Temperantia – Zurückhaltung: Wenn dem Lehrer in plötzlicher Großmut ein Stück Kuchen angeboten wurde, so lehnte er es selbstverständlich ab. Im äußersten Fall ließ er sich dazu hinreißen, mit seinem Taschenmesser einen kleinen Brocken des Gebäckes abzuschaben, enthaltsam aber, denn er achtete sehr auf seine Linie. Hätte er ungebändigt von dem Kuchen gegessen, so hätte er es sich schließlich nach erledigter Arbeit nicht mehr daheim mit einem Bier und seiner großen Latte von Grisham-Romanen gemütlich machen können. „Ergo bibamus!“
Modestia – Auch: Bescheidenheit: Obwohl der Magister sich selbst stundenlang für die Entwicklung der Schüler aufopferte, brüstete er sich nie mit ganz besonders guten Formulierungen. Falls mal ein Zitat angebracht wurde, so folgte stets der Satz: „Das ist nicht von mir.“ Wenn das nicht ein Zeichen von Bescheidenheit ist! Und erst recht der nächste Satz, in unmittelbarer Folge: „Aber ich könnte das auch so schreiben.“

Vielen Dank, Herr Petersen, dass sie nicht in jeder Hinsicht dem römischen Ideal entsprochen haben, so wenig wie wir alle, wenn auch wahrscheinlich mit ein wenig mehr „Constantia“. Wie sagt man so schön? „Iucundi acti labores.“ Das soll aber nicht heißen, dass wir ihrem Unterricht nicht gerne beigewohnt hätten.
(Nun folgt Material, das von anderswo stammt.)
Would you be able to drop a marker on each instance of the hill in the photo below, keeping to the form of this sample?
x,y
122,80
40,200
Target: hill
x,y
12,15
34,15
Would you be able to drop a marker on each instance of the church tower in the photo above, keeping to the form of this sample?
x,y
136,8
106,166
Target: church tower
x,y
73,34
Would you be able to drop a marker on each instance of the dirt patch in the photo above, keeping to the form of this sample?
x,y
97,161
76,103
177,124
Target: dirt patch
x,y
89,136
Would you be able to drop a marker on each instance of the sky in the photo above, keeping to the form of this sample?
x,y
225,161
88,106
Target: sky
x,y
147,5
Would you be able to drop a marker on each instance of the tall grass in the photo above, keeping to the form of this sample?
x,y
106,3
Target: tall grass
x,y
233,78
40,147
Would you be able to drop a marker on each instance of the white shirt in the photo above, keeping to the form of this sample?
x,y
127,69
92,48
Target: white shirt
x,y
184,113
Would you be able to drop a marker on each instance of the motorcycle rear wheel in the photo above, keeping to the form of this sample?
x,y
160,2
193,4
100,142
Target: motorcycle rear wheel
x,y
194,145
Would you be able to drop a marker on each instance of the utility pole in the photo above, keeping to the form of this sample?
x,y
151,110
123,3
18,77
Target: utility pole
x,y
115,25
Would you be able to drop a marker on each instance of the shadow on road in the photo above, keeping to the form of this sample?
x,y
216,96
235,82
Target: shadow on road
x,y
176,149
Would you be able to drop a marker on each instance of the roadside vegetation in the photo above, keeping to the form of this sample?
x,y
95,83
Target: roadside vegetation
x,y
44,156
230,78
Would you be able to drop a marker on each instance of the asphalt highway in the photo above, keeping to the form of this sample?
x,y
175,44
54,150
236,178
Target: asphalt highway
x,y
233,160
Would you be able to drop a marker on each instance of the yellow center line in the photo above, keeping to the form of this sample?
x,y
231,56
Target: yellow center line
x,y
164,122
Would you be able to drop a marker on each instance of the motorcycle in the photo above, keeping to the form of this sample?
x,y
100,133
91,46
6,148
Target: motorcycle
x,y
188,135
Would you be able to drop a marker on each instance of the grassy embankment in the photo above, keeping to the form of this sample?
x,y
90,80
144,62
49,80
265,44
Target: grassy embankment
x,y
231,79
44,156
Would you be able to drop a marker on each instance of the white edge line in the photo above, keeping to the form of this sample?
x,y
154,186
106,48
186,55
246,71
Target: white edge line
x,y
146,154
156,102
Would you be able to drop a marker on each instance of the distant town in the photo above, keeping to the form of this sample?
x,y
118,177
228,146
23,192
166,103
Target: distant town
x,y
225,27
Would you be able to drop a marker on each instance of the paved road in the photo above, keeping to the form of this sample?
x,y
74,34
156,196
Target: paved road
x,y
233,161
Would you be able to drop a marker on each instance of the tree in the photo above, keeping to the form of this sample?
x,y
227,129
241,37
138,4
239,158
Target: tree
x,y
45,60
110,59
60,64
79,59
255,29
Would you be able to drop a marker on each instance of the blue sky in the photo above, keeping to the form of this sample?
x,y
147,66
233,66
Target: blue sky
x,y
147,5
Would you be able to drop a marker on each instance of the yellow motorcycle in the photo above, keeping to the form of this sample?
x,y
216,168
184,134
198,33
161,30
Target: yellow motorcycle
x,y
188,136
Es heißt nämlich auch: „Ducunt volentem fata, nolentem trahunt.“ Es war der erste Latein-LK seit acht Jahren. Warum? Das ist wirklich eine gute Frage. Trotz einiger weniger Längen fanden wir den Unterricht sehr interessant und zügellos genug, dass man gleichzeitig lernte, ohne einem großen Druck unterworfen zu sein. Natürlich muss man sich für das Fach begeistern können, um den LK zu wählen. Die Ausrede: „Latein ist eine tote Sprache, ich bin doch nicht verrückt!“ gilt aber längst nicht mehr.